Industrial parts washers are available with components such as brushes, scrubbers, water softeners, and deionizers. Cabinets hold parts during manual parts washing processes and consist of a chamber with glove ports, viewing window, and internal lighting. Separators and filtration systems collect and remove oil, debris, metal chips, abrasive media, scale, dust, fine swarf and other waste during the cleaning process. Gas, electric or steam heaters are used to raise the temperature of the cleaning solution. Mechanical vibrators or agitators produce a vibrating or mixing action in the cleaning solution or bath to enhance the cleaning process. Pumps increase the pressure of the cleaning. Other components for industrial parts washers include tanks, tubs, and spinning spray arms that increase the exposure of surfaces to the cleaning spray.

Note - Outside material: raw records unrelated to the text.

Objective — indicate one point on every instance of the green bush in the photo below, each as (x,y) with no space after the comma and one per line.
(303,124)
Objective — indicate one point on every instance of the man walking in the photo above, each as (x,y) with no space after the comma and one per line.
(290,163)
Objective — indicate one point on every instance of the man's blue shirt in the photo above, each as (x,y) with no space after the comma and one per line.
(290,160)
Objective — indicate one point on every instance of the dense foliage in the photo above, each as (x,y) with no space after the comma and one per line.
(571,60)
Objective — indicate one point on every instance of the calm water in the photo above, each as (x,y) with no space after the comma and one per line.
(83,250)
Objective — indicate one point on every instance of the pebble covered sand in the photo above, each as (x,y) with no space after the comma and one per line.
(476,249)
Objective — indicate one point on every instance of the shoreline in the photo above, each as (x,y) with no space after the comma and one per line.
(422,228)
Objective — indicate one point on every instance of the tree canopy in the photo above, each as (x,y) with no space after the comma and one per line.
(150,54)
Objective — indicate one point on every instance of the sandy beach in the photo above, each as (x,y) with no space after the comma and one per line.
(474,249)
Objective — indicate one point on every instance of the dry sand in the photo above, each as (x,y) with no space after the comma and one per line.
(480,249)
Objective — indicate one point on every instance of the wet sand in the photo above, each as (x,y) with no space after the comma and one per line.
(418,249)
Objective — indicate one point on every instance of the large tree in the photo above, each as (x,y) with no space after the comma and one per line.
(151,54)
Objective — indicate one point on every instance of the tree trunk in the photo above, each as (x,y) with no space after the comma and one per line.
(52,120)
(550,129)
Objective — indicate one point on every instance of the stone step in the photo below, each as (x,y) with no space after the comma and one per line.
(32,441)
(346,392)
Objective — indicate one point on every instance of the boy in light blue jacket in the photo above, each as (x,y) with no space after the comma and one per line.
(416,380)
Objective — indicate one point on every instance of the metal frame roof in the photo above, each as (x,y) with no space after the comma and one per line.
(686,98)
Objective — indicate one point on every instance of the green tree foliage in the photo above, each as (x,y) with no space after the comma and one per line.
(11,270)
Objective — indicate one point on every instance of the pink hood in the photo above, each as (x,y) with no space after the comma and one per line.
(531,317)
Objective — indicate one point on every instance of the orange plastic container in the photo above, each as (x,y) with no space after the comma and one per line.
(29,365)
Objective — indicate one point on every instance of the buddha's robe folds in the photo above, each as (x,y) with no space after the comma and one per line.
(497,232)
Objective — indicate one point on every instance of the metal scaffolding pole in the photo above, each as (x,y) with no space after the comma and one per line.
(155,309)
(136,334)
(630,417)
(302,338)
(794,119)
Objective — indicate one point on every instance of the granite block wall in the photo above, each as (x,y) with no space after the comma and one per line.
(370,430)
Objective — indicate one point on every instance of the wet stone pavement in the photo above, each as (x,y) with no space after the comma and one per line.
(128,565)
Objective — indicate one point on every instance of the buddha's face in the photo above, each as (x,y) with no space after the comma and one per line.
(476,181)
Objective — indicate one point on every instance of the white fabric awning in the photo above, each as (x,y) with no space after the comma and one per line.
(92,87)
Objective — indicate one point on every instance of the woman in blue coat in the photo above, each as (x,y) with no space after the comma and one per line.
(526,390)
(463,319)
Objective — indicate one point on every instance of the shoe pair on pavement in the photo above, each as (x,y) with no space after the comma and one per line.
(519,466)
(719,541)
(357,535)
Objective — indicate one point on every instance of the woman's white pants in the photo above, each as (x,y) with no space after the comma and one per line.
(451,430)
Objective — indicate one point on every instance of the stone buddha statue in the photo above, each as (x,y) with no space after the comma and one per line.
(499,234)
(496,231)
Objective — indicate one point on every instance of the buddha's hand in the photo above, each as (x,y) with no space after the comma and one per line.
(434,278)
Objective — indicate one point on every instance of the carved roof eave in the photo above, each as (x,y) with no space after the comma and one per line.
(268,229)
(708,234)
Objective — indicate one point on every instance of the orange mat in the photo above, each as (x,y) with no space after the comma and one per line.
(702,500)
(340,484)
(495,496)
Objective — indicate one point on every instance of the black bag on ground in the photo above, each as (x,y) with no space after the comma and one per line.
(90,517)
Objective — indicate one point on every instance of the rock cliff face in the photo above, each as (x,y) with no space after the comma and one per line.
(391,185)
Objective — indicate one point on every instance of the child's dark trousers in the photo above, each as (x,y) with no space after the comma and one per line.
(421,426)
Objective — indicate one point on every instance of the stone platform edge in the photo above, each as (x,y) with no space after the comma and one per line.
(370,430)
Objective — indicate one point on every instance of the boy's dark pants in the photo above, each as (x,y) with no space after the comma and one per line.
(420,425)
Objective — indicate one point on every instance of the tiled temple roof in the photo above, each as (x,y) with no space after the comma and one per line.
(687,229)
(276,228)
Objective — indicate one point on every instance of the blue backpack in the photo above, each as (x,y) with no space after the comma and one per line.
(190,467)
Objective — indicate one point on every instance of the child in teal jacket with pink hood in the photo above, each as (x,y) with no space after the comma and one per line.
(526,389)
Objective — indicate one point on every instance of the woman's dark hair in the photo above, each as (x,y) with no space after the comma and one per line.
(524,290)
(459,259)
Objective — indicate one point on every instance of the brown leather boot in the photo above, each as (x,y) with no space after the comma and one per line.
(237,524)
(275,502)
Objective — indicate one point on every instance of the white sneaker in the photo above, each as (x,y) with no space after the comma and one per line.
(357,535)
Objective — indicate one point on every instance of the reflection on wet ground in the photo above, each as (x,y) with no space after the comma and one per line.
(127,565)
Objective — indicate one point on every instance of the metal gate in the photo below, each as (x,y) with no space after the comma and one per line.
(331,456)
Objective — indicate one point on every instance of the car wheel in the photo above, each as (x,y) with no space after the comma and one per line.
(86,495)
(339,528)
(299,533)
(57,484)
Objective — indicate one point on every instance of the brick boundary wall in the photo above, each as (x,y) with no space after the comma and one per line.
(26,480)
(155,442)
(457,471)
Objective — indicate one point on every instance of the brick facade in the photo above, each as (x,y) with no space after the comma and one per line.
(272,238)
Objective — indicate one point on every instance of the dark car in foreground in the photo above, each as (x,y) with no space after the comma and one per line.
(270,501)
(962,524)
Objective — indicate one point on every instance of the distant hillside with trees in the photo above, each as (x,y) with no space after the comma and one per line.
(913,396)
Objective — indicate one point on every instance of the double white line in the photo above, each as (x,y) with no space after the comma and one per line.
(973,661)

There are a variety of applications for industrial parts washers. For example, general cleaning and surface preparation equipment is suitable for preparing surfaces to meet various finishing requirements. Descalers remove heat-treat scale, weld scale, surface discoloration, oxides, rust, and corrosion. Strippers remove protective coatings or paint layers to facilitate welding, recoating, or adhesive joining. Pharmaceutical and semiconductor cleaning equipment is designed to remove even the smallest amounts of contaminants from part surfaces. Sterilizing and disinfecting equipment is also available. Some industrial parts washers are designed to clean the interior and/or exterior of plastic containers or glass bottles. Others are suitable for cleaning dunnage or pallets.